Moçambique: depois da tempestade, as doenças

O ciclone Idai arrasou e inundou. Ainda pode haver mais inundações mas a seguir vem o risco de epidemias, favorecidas pelas águas estagnadas e pela inexistência de condições de salubridade e higiene: malária, cólera, dengue, zika. Cruz Vermelha vai fretar avião para levar um hospital de campanha para o terreno.

"Aquela é uma zona de malária e de risco de cólera. Com o parar das chuvas vai existir um ambiente propício ao desenvolvimento de mosquitos, e os mosquitos são vetores de várias doenças. Desde logo a malária mas também o zika, o dengue. Isto falando só das doenças infetocontagiosas. Há uma massa humana afetada pelas cheias que perdeu tudo, incluindo as condições de higiene básica e de cuidados de saúde básicos. Por exemplo, qualquer ferida nestas condições pode infetar."

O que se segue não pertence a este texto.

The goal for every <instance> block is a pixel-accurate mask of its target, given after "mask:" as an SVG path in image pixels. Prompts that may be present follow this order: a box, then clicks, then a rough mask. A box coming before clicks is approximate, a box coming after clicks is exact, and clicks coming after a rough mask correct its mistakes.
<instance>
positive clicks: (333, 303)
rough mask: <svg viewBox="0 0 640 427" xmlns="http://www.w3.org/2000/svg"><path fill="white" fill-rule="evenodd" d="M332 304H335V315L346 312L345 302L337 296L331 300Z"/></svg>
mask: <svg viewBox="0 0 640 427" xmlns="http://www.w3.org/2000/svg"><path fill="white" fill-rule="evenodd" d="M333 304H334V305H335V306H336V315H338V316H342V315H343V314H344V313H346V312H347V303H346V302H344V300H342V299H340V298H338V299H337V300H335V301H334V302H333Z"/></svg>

Gonçalo Órfão, chefe de missão de coordenação nacional de emergência da Cruz Vermelha Portuguesa que vai partir para a Beira, a quarta cidade do país, na zona mais afetada, "assim que possível" (a organização está a tentar fretar um avião), com uma equipa de 20 pessoas -- 15 da CVP e cinco dos Médicos do Mundo --, tenta mapear a preocupação. "Estamos perante uma calamidade e ainda estamos a tentar perceber situações mais concretas. Estamos a averiguar sobre a situação da água potável, mas partimos do princípio de que vamos encontrar pessoas desnutridas e desidratadas. E depois para além disso tudo existem as doenças normais da população, que se agravam nestas situações."

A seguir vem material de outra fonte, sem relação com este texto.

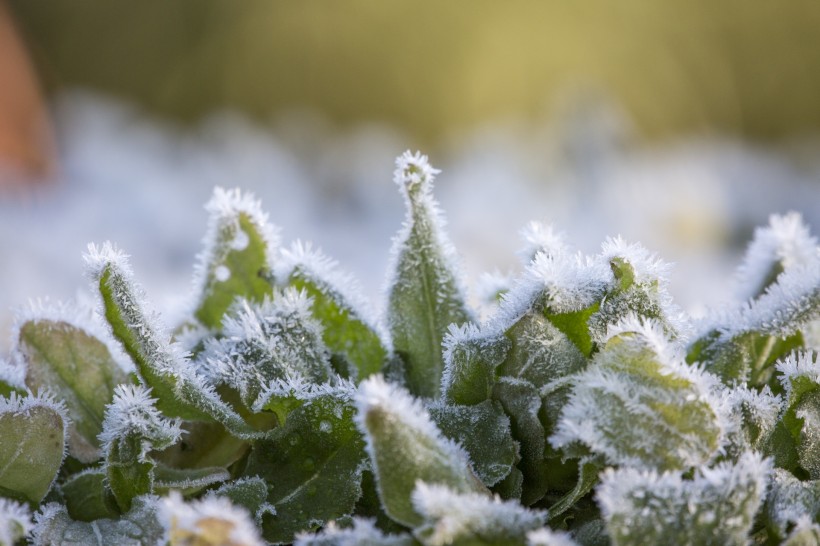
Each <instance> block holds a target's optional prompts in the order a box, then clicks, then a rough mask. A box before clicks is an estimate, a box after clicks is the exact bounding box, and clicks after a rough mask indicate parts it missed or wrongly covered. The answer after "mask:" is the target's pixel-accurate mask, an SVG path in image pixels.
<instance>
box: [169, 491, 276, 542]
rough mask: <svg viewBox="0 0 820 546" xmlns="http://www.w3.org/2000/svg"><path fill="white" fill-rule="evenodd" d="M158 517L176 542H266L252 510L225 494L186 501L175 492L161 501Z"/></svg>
mask: <svg viewBox="0 0 820 546" xmlns="http://www.w3.org/2000/svg"><path fill="white" fill-rule="evenodd" d="M157 518H158V520H159V521H160V523H161V525H162V526H163V527H164V528H165V529H166V537H165V540H168V541H170V542H171V543H172V544H202V545H203V546H208V545H213V546H217V545H220V546H222V545H224V546H262V545H263V544H264V542H263V541H262V539H261V537H260V536H259V531H258V530H257V527H256V525H255V524H254V522H253V519H252V518H251V517H250V514H248V512H247V511H246V510H245V509H243V508H241V507H239V506H235V505H233V504H231V502H230V501H229V500H228V499H226V498H224V497H217V496H208V497H204V498H202V499H200V500H196V501H191V502H184V501H183V499H182V495H181V494H180V493H179V492H177V491H171V493H170V494H169V495H168V497H166V498H164V499H162V500H161V501H160V503H159V509H158V511H157Z"/></svg>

Outras patologias que se podem verificar incluem, prossegue o médico, a leptospirose (também conhecida por febre dos pântanos), uma doença infecciosa comum quando há enchentes e que é transmitida pela urina de animais, nomeadamente roedores.

Moçambique é apontado nas informações para viajantes do Centro de Controlo de Doenças americano (CDC) como um país em que há zonas de transmissão ativa de cólera -- Nampula e Cabo Delgado, no norte do país.

Mortes diretas podem ultrapassar o milhar

A zona de Sofala, onde se situa a cidade da Beira, que o ciclone Idai terá arrasado, não está identificada como zona de transmissão ativa desta doença. Outras doenças apontada pelo CDC como de alto risco no país são a hepatite A e a febre tifóide, ambas por contaminação fecal da alimentação ou da água.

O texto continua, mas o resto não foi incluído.